Law school will destroy your life. Dont fall for the false statistics put out by law schools. You will have crippling debt and wont be able to get the most basic job paying 30k. Learn from others who have suffered this fate. Everyone thinks they will be in the top 10% of the class- they wont be!
NOT NECESSARILY THE CASE THAT 90% OF INCOMING 1L'S ARE HEADED FOR DISAPPOINTMENT...(fixed)
Fact: for every 100 entering 1L's, 10 will be in the top-10%, meaning 90 will not. Let's say, for argument's sake, that 70 out of every 100 actually projected themselves to wind up in the top-10%, while the other 30 of every 100 (humbly) did not. Let's also suppose that, holding 10% constant for believers and non-believers, three non-believers and seven believers out of every 100 1L's would wind up in the top-10%. Reasonably assuming the majority of non-believers to be "non-caring" as well (about reaching the top-10%, versus reaching top-25% or "doing well"), that would leave only 63 disappointed folks out of every 100, not 90.
And, for argument's sake, let's say that a constant percentage of each group was lying about their relative belief, i.e., a certain number of purported believers really did not believe, and a certain number of so-called non-believers really believed the entire time that they would wind up in the top-10%. It would be fair to assume those percentages to be congruent to each other, thus the numbers would still be the same.
Now, let's say that a certain percentage of the believers who don't make the top-10% are not disappointed that they didn't make the top-10% (remember, believing something will happen is an altogether different proposition from being disappointed if it doesn't happen). Here's a somewhat analogous scenario:
I thought I could get Jay-Z tickets a few months ago, even though the stats were against me. That is, I knew I had a chance, however small, and went for it. I didn't get them, and I didn't care that much. I knew I would have other chances to see Jay-Z. One can imagine that some believers feel the same way...they believe but won't be pissed if it doesn't happen.
And, rationally, one can also believe that, as a coping mechanism, many stated non-believers talk themselves out of believing so that they will actually relax during 1L and wind up performing better (these are the "secret believers", for some of whom this method will actually pay dividends), while the rest of the non-believers really don't believe and, thus, cannot be dissappointed (save for the small few who wind up near failure).
The number of non-successful secret believers who care that they didn't make the top-10% is likely to be outnumbered by the non-successful believers who don't care. Offset the disproportunately small number of non-successful secret believers who actually care with the larger number of non-successful believers who don't care, and those 63 dissappointed students for every 100 actually shrinks to about 50.

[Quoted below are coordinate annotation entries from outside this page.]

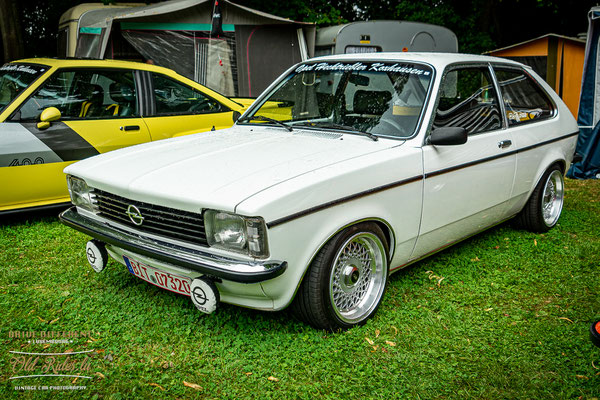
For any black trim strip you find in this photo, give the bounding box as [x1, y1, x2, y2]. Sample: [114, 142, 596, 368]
[267, 131, 579, 228]
[21, 121, 100, 161]
[267, 175, 423, 228]
[0, 201, 72, 219]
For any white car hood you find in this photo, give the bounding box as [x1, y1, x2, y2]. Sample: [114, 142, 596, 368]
[65, 126, 402, 212]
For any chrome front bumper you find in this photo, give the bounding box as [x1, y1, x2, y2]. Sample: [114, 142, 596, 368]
[59, 207, 287, 283]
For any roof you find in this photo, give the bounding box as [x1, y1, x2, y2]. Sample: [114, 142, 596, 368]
[483, 33, 586, 54]
[308, 52, 525, 67]
[11, 58, 185, 74]
[316, 19, 455, 46]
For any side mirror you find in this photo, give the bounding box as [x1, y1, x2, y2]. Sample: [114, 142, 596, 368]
[37, 107, 61, 129]
[429, 127, 467, 146]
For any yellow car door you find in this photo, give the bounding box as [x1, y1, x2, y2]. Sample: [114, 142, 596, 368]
[0, 68, 151, 212]
[144, 72, 243, 140]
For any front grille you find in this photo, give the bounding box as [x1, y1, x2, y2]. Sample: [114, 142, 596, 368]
[92, 189, 208, 246]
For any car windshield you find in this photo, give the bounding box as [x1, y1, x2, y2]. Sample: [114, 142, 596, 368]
[240, 61, 433, 138]
[0, 64, 48, 112]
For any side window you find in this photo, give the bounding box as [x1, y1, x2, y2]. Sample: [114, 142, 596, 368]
[494, 68, 553, 126]
[152, 74, 223, 115]
[433, 67, 502, 135]
[16, 69, 138, 121]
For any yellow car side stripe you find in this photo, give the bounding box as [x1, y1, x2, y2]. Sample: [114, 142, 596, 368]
[22, 122, 100, 161]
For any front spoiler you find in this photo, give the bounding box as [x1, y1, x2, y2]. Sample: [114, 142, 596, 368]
[59, 207, 287, 283]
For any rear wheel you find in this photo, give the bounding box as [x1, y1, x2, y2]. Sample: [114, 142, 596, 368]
[518, 165, 565, 232]
[294, 223, 388, 331]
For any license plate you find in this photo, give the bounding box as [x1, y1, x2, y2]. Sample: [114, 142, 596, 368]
[123, 256, 192, 296]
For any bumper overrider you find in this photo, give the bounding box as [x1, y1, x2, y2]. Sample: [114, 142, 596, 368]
[59, 207, 287, 283]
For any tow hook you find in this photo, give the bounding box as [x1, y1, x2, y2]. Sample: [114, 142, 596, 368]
[190, 276, 221, 314]
[85, 239, 108, 272]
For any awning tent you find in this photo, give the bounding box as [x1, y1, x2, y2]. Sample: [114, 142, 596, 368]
[567, 7, 600, 179]
[76, 0, 316, 97]
[486, 34, 585, 115]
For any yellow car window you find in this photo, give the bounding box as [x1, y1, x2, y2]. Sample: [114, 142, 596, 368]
[152, 74, 222, 115]
[17, 69, 139, 121]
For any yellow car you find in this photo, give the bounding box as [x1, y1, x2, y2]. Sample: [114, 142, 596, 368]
[0, 58, 250, 215]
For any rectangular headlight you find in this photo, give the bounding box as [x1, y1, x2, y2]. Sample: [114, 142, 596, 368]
[204, 210, 269, 258]
[67, 175, 97, 212]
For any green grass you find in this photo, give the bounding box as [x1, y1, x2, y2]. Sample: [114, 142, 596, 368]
[0, 180, 600, 399]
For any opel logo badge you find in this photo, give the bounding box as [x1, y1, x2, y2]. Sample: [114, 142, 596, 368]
[126, 204, 144, 226]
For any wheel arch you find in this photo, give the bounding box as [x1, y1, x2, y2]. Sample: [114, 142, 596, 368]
[283, 217, 396, 308]
[523, 158, 567, 207]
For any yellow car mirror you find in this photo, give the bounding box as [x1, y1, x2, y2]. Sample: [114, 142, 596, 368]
[37, 107, 61, 129]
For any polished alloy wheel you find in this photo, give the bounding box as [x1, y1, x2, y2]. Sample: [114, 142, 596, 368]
[329, 232, 387, 323]
[542, 170, 564, 226]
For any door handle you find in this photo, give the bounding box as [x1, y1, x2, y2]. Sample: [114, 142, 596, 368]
[498, 140, 512, 149]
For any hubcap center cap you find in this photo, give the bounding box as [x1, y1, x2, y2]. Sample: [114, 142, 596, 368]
[342, 262, 360, 289]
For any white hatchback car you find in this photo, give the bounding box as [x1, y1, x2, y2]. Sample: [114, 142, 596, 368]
[61, 53, 578, 330]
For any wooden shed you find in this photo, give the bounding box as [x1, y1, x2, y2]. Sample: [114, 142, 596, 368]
[486, 33, 585, 115]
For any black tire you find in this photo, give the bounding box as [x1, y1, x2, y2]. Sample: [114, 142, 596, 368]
[292, 222, 389, 331]
[517, 164, 565, 232]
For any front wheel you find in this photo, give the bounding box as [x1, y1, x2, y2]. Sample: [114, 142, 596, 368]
[518, 165, 565, 232]
[294, 223, 388, 331]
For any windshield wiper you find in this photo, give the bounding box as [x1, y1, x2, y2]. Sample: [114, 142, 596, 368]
[295, 121, 379, 142]
[238, 115, 294, 132]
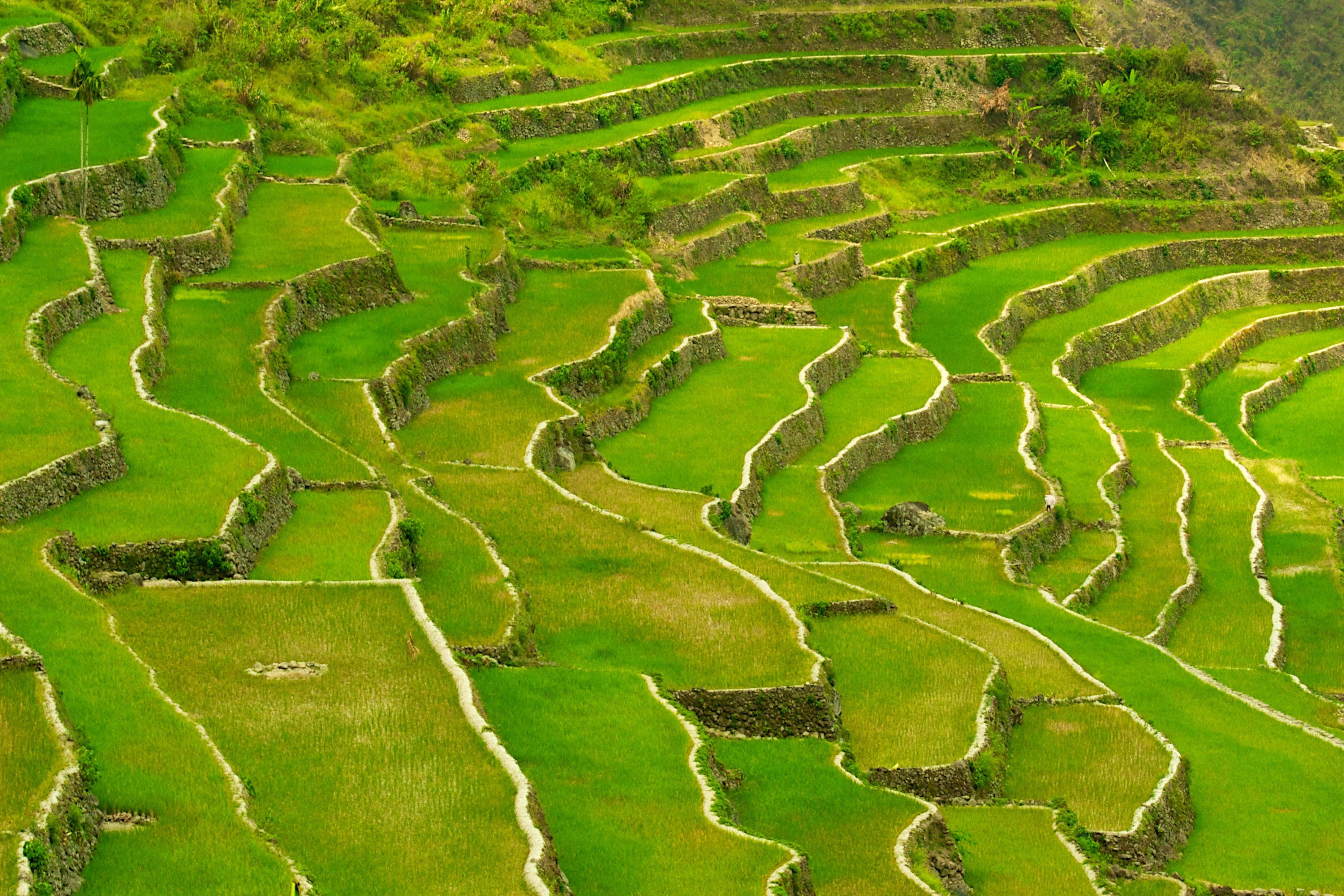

Hence, I say that about 50%, not 90%, of incoming students is dissappointed about not being in the top-10%. Accounting for the egos that pervade the few "truly elite" schools (HYS, CCN, et. al.) versus those at the larger number of lower-ranked and/or less prestigious schools and one could argue that even fewer than 50% of all incoming 1L's expect to do more than make the top-30% or top-half of their classes. And, at the elite schools, a higher percentage of believers can be said to be in that group that isn't as worried about not having reached the top-10%, because the job prospects tend to be better at those schools. And students at lower ranked schools have aready been humbled by the admissions process, so they are acquainted with the world of "anything-can-happen-law". Thus, they are less likely to be shocked when they don't make the top-10%, even at their respective, relatively lower ranked, schools.
Of course, there are the students at lower ranked schools who go to such schools believing they are superior to their peers and, therefore, should have been admitted to "better schools". But IMHO, there would not be enough of them to offset the number of students who just want a law degree and believe they can build their careers after law school and, indeed, expect that they will have to do just that.
Bottom line, I give students a little more credit than most. I think 40-50% of 1L's, at the absolute most, may wind up dissappointed, and to various degrees, at the end of their first year(s) of law school. But nowhere do I believe "suicide watch" is in order.